If the weather turns rainy while the plants are drying in the garden, harvest the ears and bring them inside to continue drying. Remove the husks and put the cobs in mesh bags. Hang the bags in a warm, well-ventilated area.
The ideal moisture content for popcorn is between 13% and 14%. If the kernels get too dry, they will not pop as well.
Most gardeners have no way to measure kernel moisture except by popping performance. At least once a week, try popping 20 kernels. While the corn is still too moist, the kernels will pop, but may not be fluffy or crisp. If the popped kernels are chewy or tough, with hard edges, they are still too moist. With each sample, the corn should produce better quality popcorn. When most of the kernels in the sample pop up crisp and fluffy, it is time to store the whole crop.
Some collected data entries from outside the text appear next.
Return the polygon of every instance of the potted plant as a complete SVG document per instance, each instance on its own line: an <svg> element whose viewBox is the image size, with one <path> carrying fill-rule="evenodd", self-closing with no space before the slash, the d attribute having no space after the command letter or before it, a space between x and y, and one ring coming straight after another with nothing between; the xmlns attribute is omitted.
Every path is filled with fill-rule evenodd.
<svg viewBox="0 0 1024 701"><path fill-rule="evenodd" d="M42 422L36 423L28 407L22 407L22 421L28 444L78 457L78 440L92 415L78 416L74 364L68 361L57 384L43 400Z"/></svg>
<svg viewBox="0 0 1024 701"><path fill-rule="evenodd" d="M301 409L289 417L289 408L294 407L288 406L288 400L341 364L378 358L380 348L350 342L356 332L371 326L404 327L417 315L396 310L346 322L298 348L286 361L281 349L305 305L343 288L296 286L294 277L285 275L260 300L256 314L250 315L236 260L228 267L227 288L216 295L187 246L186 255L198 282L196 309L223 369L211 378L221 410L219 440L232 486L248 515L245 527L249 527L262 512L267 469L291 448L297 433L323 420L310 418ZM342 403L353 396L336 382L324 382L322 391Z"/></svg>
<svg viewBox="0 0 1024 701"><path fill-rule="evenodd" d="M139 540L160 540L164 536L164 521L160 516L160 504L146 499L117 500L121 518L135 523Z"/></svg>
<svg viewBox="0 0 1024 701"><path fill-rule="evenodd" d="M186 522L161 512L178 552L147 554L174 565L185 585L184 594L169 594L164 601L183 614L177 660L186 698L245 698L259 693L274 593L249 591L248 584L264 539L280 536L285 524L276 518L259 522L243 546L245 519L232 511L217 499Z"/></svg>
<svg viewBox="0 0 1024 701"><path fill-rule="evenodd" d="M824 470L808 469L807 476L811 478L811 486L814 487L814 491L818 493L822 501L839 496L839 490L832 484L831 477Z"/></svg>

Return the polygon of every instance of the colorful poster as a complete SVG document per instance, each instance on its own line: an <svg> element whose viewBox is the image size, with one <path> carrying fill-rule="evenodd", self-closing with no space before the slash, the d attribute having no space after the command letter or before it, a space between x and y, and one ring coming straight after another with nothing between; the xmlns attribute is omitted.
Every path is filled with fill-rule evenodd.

You can store popcorn on the cob, but most gardeners will want to shell the kernels off the cob and store just the seeds. Wear a heavy glove and rub the kernels off the cob. Store popcorn in airtight containers to prevent it from drying out further.
CAUTION: Mention of a pesticide or use of a pesticide label is for educational purposes only. Always follow the pesticide label directions attached to the pesticide container you are using. Remember, the label is the law.